I’d be an idiot (and a liar) if I said every dish I’ve ever made tastes absolutely amazing. I think one of the hardest things about food and cooking is balancing taste with health. As much as a I love fresh pasta with pesto and garlic bread, I realize it’s not realistic to eat a dish like that every night for dinner. That’s why I devote a lot of my culinary studies to nutrition and the health benefits of certain foods. Learning about food makes me want to incorporate it into my dishes. And coming back to the notion of taste, if I know something is good for me, and if I took the time to prepare it, chances are it will taste great.
You’ll also see many of my dishes embody lots of fruits and vegetables, whole grains, lean meats, and healthy fats. What diet plan is this, you may ask? How about a healthy diet. There have been far too many times that I see family members or friends struggle on a fad diet, and frankly it’s ridiculous. I ultimately believe that if you eat the foods your body was designed the eat, you won’t need to worry about your weight or many health problems we’re facing in modern America. Mind you, I’m no doctor, scientist, nutritionist, or even personal trainer. My attitudes on food are based on my own experiences, and what I feel works best for my body.

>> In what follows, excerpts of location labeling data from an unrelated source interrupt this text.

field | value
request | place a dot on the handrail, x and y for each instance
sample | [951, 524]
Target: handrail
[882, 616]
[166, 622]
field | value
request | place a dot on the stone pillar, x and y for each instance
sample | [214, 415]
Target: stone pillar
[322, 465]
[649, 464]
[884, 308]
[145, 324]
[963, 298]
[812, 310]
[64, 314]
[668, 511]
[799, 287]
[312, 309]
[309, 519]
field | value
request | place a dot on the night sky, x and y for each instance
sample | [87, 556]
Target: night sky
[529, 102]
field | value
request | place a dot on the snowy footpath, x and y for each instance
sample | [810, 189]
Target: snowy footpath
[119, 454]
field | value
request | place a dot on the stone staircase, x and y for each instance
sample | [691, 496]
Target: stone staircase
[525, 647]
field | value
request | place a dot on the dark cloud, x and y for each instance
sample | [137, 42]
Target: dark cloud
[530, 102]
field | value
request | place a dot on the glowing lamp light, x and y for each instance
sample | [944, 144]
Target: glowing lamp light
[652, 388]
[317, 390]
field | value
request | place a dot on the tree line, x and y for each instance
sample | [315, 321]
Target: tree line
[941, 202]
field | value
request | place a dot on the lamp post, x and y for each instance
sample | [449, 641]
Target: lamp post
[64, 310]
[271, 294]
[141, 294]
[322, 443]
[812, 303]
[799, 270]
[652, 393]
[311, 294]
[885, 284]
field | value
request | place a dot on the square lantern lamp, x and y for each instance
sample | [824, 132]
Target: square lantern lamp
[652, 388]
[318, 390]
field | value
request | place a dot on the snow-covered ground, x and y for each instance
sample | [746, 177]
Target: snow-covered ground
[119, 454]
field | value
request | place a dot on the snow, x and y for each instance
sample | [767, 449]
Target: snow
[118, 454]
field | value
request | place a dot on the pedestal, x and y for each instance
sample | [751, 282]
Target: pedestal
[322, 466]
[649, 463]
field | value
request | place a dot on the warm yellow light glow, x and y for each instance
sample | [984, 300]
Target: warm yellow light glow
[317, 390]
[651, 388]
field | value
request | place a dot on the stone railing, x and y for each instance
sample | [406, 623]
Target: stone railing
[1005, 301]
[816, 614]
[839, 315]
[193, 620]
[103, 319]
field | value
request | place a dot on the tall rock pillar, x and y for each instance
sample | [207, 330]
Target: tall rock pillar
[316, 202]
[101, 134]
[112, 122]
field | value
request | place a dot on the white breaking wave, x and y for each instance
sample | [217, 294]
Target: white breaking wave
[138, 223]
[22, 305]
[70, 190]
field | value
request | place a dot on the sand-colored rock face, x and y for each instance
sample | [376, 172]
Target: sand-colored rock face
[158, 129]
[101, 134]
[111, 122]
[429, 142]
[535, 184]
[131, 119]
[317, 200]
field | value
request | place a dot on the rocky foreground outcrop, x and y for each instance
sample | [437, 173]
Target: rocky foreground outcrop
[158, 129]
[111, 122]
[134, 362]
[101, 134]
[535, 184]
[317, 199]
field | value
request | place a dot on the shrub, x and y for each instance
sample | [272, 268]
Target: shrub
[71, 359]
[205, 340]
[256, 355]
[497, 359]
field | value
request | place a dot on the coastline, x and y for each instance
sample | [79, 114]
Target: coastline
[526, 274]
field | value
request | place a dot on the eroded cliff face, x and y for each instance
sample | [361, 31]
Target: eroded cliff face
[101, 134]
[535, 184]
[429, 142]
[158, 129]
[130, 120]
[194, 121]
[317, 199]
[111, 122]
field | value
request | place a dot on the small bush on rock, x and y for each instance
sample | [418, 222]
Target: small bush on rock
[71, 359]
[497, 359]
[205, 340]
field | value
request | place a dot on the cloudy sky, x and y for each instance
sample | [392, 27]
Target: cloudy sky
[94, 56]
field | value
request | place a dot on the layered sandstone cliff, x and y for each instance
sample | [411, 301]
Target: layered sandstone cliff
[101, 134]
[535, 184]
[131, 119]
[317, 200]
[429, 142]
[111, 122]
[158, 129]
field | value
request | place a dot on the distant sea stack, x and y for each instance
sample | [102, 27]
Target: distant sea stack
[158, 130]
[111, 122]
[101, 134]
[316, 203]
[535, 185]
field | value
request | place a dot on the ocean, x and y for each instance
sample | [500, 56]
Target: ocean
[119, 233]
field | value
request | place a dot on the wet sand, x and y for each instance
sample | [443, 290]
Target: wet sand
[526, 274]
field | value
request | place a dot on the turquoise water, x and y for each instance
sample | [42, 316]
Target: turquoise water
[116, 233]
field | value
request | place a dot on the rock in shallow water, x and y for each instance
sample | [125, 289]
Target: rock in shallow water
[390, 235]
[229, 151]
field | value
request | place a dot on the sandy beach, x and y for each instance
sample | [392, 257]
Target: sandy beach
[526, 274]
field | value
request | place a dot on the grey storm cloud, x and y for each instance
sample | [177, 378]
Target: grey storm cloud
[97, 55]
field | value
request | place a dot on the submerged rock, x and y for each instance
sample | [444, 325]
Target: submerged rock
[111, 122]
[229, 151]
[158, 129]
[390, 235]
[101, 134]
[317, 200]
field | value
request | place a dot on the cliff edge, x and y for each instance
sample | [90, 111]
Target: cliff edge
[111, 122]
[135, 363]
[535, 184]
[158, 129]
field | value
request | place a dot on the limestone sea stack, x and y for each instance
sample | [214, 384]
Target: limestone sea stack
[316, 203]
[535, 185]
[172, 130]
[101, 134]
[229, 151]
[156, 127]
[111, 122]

We’ve all heard the saying ‘you are what you eat.’ But sometimes we forget that the dishes we prepare are only as good as our worst ingredient. Prepare tomato sauce with canned mushrooms and artificially dried garlic powder, and you’re essentially cheating yourself of an awesome culinary experience. I know it can cost more and takes more prep in the kitchen, but in my eyes fresh is best. This isn’t to say I don’t you anything prepared or packaged, but I tend to keep those foods to a minimum. I do realize however, that there will be times when I’m forced to use store bought tapenade or make brownies from a boxed mix.
In terms of my cooking, balance surfaces in several ways. Initially, you want the dish itself to be a balance of tastes, flavors, textures, and other components. All it takes is a hint of acid or citrus to make a dish go from average to amazing. On the flip side, make a dish that’s a touch to spicy and it’ll instantly go to the garbage.
But balance also applies to the food choices you holistically make throughout the day. If you ate a bagel for breakfast and a sandwich for lunch, surely you don’t need to eat pasta for dinner! I’m not saying you can’t or shouldn’t cook whatever you want whenever you want, but if your goal is optimal health (as is mine), then the foods you cook and eat will need to be in balance with each other for that day, week, etc.
Thanks for reading today everyone! I’m super excited as to what the future holds for We’re Talking About Food!